动机:现有的模拟合成基因型和表型数据集的方法具有有限的可扩展性，限制了它们用于大规模分析的可用性。此外，还缺乏评估合成数据质量的系统方法和用于开发和评估多基因风险评分方法的基准合成数据集。结果:我们提出了happnest，一种有效生成不同个体水平基因型和表型数据的新方法。与其他方法相比，HAPNEST的计算速度更快，与参考面板的相关度更低，同时生成的数据集保留了真实数据的关键统计属性。这些理想的合成数据特性使我们能够在100万个个体中产生680万个常见变异和9种具有不同程度遗传性和多基因性的表型。我们展示了HAPNEST如何通过比较七种方法来促进生物库规模的分析，从而在多个祖先群体和不同的遗传结构中生成多基因风险评分。可用性和实现:在https://www.ebi.ac.uk/biostudies/studies/S-BSST936上可以获得一个包含1008,000个个体和9个特征的680万个常见变异的合成数据集。用于生成合成数据集的happnest软件可以在https://github.com/intervene-EU-H2020/synthetic_data上以Docker/Singularity容器和开源Julia和C代码的形式获得。
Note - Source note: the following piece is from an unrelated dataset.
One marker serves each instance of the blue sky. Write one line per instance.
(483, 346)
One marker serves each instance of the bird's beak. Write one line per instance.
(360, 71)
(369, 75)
本文章由计算机程序翻译，如有差异，请以英文原文为准。

求助全文

约1分钟内获得全文求助全文

来源期刊

Bioinformatics 生物-生化研究方法

CiteScore

11.20

自引率

5.20%

发文量

753

审稿时长

2.1 months

期刊介绍： The leading journal in its field, Bioinformatics publishes the highest quality scientific papers and review articles of interest to academic and industrial researchers. Its main focus is on new developments in genome bioinformatics and computational biology. Two distinct sections within the journal - Discovery Notes and Application Notes- focus on shorter papers; the former reporting biologically interesting discoveries using computational methods, the latter exploring the applications used for experiments.